This is when Enterprise lost me. The obsession with continuity took over and we got a triple episode story arc just to explain why the Klingons' makeup was so crappy in the 1960s. The final episode of Discovery proved nobody has learnt anything.
An utterly needless attempt to establish some back story to the character of Noonien Soong and a flimsy excuse to involve an actor from TNG. All in all, pretty pointless.
I hate these episodes so much. We could have just had the answer to the Klingon design changes being "we didnt have the money in the 1960s", but instead we get a convoluted set of episodes that never needed to exist and were generally not of the best quality.
My issue is Shaq and Brad Williams are both humans. TOS Klingons, TNG Klingons, and DISCO Klingons all look more similar than the differences in the human race.
Those Soong genes are incredible! Every generation for centuries looks exactly like Brent Spiner! :P
My headcanon is that they're actually all the same guy, and he's either naturally immortal like that Flint guy from TOS, or else halted his own aging through his genetics work in the 21st century.
@@PostalHeathen”the seed is strong”
The seed is strong 😂
"Oh wow, they actually got Brent Spiner to come back for this? Awesome, can't go wrong with an episode where they actually brought a legacy actor back" - Me, 2004
To be fair, he is delightful being a massive pos in this episode.
I remember feeling that way when Voyager had George Takei, and then the actual episode... certainly was an episode.
A big reason why Season 4 had a bunch of two or three-parters is because they had their budget slashed for the season and felt they could make the budget go further by having sets and resources be used for more than one episodes.

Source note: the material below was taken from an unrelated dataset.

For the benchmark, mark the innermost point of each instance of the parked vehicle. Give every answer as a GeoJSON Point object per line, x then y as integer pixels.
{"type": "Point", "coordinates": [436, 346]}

The guy who played the leader of the augments in these episodes, Alec Newman, also played Paul Atreides in the Sci-Fi Channel's adaptation of Dune, which was by far the best adaptation of the books at the time. It was really weird to see him play the villain but I think he did well.
He's also Adam Smasher in Cyberpunk 2077 and Edgerunners! Wild!
thank you! I just remembered again that Malik's actor somehow felt familiar. Guess that 20 year old and long forgotten but resurfaced feeling has finally been resolved.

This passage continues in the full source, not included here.